Thu, Jan 24, 2019 - Page 3 News List

Group cycles Taipei for Tibet rights

LEARNING FROM OTHERS:Tashi said Tibet could serve as an example for Taiwan of what could happen should it accept unification through ‘one country, two systems’

By Ann Maxon  /  Staff reporter

Cyclists draped in Tibetan snow lion flags in Taipei yesterday promote a March 10 commemoration of the 60th anniversary of the 1959 Tibetan uprising.

Photo: Liao Chen-huei, Taipei Times

Advocates flying Tibetan flags yesterday biked around Taipei to raise awareness for human rights issues in Tibet ahead of the annual Tibetan Uprising Day march.

Although the 1951 Seventeen-Point Agreement for the Peaceful Liberation of Tibet promised religious freedom and autonomy for Tibetans, neither has been realized under the People’s Republic of China government, Cycling for a Free Tibet founder Tashi Tsering told a news conference outside the Legislative Yuan.

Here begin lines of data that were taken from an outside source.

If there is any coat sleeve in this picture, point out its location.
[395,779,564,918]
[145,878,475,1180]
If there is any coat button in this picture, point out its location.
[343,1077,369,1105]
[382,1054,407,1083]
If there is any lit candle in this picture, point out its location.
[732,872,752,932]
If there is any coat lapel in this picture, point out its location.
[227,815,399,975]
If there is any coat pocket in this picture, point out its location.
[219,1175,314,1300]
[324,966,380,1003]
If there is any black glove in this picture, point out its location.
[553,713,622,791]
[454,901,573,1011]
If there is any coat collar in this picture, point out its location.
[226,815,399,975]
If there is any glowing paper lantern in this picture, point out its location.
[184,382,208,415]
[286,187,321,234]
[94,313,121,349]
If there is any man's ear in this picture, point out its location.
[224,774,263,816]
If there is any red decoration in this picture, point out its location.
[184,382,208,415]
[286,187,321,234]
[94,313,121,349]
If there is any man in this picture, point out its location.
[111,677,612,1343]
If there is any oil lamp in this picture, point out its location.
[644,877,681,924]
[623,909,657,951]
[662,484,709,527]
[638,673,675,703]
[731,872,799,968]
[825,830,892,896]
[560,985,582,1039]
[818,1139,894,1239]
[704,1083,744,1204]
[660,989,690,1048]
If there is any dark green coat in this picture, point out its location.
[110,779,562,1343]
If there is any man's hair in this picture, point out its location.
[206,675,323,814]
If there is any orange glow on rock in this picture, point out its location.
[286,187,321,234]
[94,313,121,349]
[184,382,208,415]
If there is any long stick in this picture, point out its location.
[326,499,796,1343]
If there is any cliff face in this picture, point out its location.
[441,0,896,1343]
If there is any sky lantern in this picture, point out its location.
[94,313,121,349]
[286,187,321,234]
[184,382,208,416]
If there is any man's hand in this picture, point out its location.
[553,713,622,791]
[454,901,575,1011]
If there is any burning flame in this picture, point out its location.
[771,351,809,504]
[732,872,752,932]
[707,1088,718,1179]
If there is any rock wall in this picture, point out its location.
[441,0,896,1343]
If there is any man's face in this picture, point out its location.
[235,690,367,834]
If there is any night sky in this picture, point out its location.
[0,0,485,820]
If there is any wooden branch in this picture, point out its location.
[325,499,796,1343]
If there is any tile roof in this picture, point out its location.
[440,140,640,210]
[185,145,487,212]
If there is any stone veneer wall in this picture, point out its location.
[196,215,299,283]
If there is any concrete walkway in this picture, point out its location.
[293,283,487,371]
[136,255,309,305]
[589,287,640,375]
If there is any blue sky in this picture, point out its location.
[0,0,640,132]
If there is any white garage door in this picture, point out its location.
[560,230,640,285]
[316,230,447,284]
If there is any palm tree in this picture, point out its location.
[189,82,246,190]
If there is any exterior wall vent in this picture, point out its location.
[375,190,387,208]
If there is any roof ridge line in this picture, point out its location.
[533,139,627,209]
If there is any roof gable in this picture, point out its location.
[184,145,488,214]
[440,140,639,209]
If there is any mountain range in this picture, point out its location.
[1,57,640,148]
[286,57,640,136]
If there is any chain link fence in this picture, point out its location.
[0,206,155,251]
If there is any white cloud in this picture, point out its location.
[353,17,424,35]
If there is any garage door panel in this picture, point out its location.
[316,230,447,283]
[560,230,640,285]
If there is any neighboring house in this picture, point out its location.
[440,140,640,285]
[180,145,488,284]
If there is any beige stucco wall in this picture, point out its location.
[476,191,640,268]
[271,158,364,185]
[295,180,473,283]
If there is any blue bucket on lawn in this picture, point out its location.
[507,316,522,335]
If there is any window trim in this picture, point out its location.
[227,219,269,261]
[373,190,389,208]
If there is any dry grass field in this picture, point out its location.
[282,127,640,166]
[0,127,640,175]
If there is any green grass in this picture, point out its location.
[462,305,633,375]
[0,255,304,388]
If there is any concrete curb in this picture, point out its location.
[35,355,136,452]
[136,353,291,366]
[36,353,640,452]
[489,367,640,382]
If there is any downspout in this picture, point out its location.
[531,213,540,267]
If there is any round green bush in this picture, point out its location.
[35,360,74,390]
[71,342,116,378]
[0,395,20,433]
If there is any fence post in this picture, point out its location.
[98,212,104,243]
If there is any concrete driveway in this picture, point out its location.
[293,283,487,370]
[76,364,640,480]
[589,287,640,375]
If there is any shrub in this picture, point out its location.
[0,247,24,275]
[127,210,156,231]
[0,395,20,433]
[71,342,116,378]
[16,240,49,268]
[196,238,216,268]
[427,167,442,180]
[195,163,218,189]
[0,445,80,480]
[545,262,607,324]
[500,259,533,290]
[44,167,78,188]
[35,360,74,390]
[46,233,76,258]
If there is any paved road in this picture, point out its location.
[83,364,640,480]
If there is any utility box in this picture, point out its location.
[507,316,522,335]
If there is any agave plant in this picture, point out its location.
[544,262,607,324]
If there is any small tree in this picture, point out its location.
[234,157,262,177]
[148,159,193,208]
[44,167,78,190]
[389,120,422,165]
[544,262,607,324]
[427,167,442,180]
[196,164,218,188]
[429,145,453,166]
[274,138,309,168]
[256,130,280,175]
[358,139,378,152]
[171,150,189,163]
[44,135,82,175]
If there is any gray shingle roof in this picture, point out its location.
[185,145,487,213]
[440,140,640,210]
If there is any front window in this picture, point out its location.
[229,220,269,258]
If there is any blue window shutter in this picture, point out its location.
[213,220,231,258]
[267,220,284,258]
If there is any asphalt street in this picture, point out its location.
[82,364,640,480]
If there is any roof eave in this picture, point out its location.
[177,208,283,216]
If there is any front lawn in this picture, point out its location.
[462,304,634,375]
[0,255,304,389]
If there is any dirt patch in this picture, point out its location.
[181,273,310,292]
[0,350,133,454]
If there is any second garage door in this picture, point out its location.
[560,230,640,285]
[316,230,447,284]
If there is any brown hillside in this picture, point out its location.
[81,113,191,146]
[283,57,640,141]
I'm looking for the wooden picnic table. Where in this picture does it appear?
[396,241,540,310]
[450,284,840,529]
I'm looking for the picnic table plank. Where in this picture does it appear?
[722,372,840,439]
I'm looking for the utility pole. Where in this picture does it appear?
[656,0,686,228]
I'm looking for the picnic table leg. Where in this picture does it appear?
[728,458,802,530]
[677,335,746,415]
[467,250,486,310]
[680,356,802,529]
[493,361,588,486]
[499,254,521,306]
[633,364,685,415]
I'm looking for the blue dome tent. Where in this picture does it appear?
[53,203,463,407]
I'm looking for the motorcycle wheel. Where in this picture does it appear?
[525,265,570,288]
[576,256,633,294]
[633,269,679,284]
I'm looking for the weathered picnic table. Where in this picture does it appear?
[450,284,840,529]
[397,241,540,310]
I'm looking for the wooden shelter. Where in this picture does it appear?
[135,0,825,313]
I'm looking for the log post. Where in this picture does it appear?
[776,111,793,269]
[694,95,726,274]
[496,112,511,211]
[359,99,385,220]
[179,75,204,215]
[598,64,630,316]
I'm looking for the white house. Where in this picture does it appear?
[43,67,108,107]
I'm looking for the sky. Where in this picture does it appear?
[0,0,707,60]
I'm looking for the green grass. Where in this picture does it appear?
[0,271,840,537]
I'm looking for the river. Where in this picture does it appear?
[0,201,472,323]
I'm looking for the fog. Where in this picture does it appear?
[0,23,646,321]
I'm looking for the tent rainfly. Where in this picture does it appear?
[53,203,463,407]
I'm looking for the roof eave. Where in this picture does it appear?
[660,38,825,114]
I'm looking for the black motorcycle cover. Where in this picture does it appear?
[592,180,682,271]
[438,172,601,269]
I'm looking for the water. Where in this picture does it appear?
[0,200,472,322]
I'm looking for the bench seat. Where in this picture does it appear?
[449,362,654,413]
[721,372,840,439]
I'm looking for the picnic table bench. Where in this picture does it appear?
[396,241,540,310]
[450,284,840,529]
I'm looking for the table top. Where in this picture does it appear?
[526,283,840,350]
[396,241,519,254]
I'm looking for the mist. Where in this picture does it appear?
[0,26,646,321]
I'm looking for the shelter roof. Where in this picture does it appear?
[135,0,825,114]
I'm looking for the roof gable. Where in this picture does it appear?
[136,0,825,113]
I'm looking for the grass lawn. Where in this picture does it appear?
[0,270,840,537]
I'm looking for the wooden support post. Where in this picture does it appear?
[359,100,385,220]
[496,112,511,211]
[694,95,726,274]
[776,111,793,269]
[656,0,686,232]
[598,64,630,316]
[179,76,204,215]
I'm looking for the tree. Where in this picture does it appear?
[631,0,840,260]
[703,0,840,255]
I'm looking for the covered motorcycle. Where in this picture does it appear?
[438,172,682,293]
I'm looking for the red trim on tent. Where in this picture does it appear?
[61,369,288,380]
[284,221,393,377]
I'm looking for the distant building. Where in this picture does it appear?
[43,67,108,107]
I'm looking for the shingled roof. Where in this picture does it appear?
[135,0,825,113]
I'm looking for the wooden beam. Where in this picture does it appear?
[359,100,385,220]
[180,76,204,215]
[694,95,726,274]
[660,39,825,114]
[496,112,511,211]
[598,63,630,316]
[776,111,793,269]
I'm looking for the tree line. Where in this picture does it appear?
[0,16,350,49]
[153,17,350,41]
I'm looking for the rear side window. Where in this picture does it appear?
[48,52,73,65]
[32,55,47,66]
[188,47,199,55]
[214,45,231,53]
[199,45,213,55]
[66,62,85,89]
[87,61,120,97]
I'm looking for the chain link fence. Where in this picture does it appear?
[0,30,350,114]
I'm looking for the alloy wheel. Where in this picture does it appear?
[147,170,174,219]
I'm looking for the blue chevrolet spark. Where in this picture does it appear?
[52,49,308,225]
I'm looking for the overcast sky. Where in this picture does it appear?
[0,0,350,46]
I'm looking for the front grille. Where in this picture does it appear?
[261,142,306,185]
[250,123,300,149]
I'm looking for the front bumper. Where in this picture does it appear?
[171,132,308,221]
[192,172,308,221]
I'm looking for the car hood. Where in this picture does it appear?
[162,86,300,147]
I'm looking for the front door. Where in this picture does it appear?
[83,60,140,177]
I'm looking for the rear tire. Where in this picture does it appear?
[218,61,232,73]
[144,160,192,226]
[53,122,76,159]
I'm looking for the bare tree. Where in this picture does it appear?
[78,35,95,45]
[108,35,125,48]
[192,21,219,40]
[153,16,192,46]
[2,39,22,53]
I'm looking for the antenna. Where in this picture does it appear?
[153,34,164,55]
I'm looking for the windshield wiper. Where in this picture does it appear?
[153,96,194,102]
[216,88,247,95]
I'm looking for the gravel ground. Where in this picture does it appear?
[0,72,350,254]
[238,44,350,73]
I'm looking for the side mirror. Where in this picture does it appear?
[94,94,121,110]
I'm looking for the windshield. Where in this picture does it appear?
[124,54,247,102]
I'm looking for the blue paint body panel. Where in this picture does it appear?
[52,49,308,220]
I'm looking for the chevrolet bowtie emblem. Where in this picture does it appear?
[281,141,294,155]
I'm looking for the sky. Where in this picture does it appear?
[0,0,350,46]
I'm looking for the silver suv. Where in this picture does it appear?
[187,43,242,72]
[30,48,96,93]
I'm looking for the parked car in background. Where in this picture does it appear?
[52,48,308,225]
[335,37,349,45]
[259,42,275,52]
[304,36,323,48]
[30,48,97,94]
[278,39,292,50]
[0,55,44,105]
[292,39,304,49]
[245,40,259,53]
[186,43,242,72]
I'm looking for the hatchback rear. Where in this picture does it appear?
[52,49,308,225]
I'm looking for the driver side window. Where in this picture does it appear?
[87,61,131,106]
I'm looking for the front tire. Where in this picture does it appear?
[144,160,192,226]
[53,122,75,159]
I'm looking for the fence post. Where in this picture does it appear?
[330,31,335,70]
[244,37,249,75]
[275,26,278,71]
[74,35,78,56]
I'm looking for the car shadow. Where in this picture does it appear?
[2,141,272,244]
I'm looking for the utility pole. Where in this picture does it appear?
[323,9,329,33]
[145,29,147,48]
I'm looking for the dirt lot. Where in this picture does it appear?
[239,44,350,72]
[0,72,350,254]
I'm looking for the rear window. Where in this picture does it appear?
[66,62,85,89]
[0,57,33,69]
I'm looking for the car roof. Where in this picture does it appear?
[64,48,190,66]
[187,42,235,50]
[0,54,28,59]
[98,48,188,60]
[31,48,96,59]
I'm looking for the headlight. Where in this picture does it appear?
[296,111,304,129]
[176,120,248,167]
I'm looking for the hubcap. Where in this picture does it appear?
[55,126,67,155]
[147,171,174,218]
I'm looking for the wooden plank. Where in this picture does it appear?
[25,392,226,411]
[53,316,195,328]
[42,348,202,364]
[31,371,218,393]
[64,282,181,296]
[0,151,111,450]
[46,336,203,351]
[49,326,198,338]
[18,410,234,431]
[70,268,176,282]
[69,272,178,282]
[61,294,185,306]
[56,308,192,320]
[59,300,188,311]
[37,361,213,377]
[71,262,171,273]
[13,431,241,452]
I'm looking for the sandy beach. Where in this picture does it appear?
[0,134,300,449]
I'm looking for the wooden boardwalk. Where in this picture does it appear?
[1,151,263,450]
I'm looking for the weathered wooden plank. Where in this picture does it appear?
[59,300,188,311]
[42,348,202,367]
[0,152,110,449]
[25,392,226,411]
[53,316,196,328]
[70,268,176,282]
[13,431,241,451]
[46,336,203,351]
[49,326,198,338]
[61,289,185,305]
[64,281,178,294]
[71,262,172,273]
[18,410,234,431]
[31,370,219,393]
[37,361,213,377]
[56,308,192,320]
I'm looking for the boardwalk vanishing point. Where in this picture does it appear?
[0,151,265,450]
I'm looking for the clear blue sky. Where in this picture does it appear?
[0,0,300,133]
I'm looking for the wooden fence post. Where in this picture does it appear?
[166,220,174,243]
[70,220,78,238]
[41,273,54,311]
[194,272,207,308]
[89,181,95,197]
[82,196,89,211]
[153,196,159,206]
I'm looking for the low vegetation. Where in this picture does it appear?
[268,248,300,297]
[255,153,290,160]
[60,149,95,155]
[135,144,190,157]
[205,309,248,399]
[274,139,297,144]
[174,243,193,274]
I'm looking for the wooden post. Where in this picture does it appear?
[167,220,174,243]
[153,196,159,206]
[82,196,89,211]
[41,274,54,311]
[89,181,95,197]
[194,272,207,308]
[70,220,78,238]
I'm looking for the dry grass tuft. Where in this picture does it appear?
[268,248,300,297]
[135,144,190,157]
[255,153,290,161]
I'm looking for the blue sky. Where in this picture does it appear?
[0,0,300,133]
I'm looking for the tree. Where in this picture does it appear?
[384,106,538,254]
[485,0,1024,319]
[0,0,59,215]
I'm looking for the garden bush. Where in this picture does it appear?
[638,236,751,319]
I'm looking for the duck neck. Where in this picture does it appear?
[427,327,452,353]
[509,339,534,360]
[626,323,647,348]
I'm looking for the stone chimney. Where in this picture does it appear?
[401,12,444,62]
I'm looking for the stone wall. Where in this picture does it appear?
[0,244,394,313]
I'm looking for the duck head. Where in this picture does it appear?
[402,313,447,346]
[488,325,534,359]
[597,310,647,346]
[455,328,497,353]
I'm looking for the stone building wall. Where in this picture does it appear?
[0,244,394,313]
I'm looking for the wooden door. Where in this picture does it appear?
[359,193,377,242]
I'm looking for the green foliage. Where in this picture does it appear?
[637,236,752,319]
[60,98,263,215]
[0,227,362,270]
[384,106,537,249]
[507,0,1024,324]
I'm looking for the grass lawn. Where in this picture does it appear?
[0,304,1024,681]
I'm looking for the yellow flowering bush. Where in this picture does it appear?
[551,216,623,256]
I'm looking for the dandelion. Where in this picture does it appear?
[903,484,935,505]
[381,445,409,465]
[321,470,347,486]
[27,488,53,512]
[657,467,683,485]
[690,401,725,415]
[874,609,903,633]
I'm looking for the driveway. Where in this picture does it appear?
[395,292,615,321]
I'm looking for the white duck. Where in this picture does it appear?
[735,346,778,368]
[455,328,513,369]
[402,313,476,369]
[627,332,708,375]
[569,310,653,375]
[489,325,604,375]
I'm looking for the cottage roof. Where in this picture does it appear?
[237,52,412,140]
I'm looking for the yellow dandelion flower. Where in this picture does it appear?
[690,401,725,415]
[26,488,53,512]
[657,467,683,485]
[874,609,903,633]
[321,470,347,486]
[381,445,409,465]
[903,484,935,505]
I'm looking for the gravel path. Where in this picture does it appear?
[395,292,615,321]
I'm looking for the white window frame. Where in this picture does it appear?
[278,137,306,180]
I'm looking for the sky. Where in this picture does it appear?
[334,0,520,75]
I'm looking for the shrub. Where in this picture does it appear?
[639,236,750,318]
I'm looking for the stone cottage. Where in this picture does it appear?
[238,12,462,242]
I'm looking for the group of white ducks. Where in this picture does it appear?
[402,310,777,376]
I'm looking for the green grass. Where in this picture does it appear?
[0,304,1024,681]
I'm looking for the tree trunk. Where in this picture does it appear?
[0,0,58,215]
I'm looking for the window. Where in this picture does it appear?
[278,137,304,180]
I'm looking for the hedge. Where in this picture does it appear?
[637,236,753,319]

“More than 160 Tibetans have self-immolated in protest, the Dalai Lama is still in exile and the 11th Panchen Lama remains missing after being abducted at age six and replaced with a fake,” the Indian-born Tibetan-Taiwanese said.

The agreement was a “one country, two systems” arrangement, Tashi said, adding that “we absolutely cannot accept the way the arrangement turned out.”

Tibet’s experience could be of value to Taiwan, as Beijing has threatened to annex the nation under a similar arrangement, he said.

“Taiwan must look at what happened in Tibet before negotiating with China. We would not trust them at all,” Tashi said.

To raise awareness for human rights issues in Tibet, civic groups have planned nine cycling trips in Taipei, Taichung and Kaohsiung, as well as a march on March 10 to mark the 60th anniversary of the Tibetan uprising against China, Human Rights Network for Tibet director Lin Hsin-yi (林欣怡) said.

Yesterday’s event was the first cycling trip.

The group, which consists of a dozen people from the network, the Taiwan Association for Human Rights and other non-governmental organizations, set off from 228 Memorial Park at 9:30am.

After the news conference, they cycled to the Kelti Building, which houses Chinese representative offices, before heading to Taipei 101.

Worried that increased pressure from Beijing could discourage people from joining the annual march, civic groups have decided to promote the events earlier than usual this year, Lin said.

Last year’s referendums and local elections saw political forces that backed China’s authoritarianism and conservatism win public support by stressing the need to improve the economy, New Power Party Legislator Freddy Lim (林昶佐) said.

“This has caused many to be concerned about Taiwan’s future, and the march is a great opportunity to show the world that Taiwanese still support freedom and democracy,” he said.

Beijing’s crackdowns on human rights are not limited to Tibet and have become more relentless in the past few years, Democratic Progressive Party Legislator Yu Mei-nu (尤美女) said.

In addition to requiring Tibetans to hang portraits of Mao Zedong (毛澤東) and Chinese President Xi Jinping (習近平) in their homes, the Chinese government has also been closing and tearing down churches, she said.

“We should not think of things happening in Tibet as being far away from us, because the same things could happen here. The results of last year’s referendums suggest that Beijing’s influence is growing in Taiwan,” Yu said, urging people to support human rights by joining the events.